Only what has passed validation: narration, source cards, gap cards, Stagehand effects, section events.

Entity Registry Trust Model

The global registry is not publicly writable. Five layers, four of which are read-only from the outside.

Layer Scope Public access
Gold Master global read-only
Verified Import global read-only
Project Overlay one project read/write within project
User Assumption one project read/write within project
Session Draft one run temporary

Today's Census TIGER ingest lands at Verified Import. It will not drift.
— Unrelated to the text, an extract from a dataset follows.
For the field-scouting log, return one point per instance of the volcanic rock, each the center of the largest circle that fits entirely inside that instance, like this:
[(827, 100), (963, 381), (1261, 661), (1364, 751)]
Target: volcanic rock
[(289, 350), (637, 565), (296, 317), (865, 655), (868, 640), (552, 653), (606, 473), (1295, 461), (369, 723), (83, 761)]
It will not be overwritten by a session that produces a more confident claim.

The Registry: 250,000+ Entities Across 12 Data Tracks

The registry reached 250k through disciplined Track A build-out — each source validated before admission.

Track Source Entities
A Phase 1 US Census TIGER 2024 — counties + places ~35,557
A Phase 2 OpenFlights airports ~7,000
A Phase 3 WRI Global Power Plant Database (CC-BY-4.0, v1.3) ~34,936
A Phase 4a USACE National Inventory of Dams ~92,000
A Phase 4c.1 USGS WBD HUC4/6/8/10/12 watersheds ~125,000
A Phase 4c.2 USGS GNIS named rivers + bayous ~8,408
A/B Natural Earth admin-0/1 (countries + states) thousands
D Phase 0 Electoral schemas + heads of state seeded
G People, corporations, treaties, military, cyber hundreds
Arizona ASLD statewide GIS (counties, cities, districts) 273

What Shipped Today

Track A Phase 1 + Track D Phase D0 merge + Arizona statewide GIS commit.

  • 3,223 US counties from 2024_Gaz_counties_national.txt
  • 32,334 US places from 2024_Gaz_place_national.txt
  • 15 AZ counties + 91 cities + 9 congressional districts + 158 Safford zoning features
  • Seeded heads-of-state registry
  • electoral.ts — full Zod schema for electoral entities
  • electoralRegistry.ts — 90-line typed registry
  • quickWinD0.ts — 431-line electoral seed with heads of state
  • 5 MCP electoral tools wired into the server
  • rag.search extended with a terms channel for electoral queries
  • 50-state GIS tracking checklist
  • 77 tests validating the gazetteer ingest
  • 188 tests covering the electoral schema layer
The merge required manually combining 14 conflict blocks across the server, registry, and source files. Track B Phase 1 overlay tools and Track D electoral tools coexist without collision.

Stagehand: Inline Visual Commands With Enforcement

Clio's narration and visual staging share one ordered stream through the Stagehand protocol.

The Strait of Hormuz is the chokepoint for roughly 20% of global oil.
[map.highlight entity="strait:hormuz" color="#ef4444" pulse=true]

Three counties in this district flipped in 2024.
[map.overlay entity="county:maricopa-az" style="electoral-swing"]

The bracketed command is not trusted until the runtime validates action schema, argument types, entity references, source references, and visual treatment rules. A command referencing an entity not in the registry does not render — it fails as a gap card.

What The Model Can Do

  • Read research obligations
  • Draft narration packets
  • Generate Stagehand command sequences
  • Propose entity updates and TypedClaims

What The Model Cannot Do

  • Write directly to the global registry
  • Bypass the Citation Auditor
  • Produce source cards from prose alone
  • Render visual effects without Stagehand validation
The Lesson

"Narration explains the civic state. It does not create it."

Public explanation should be compiled from validated source and entity state, not trusted as raw narration. The model can narrate 250,000 entities. It cannot invent them.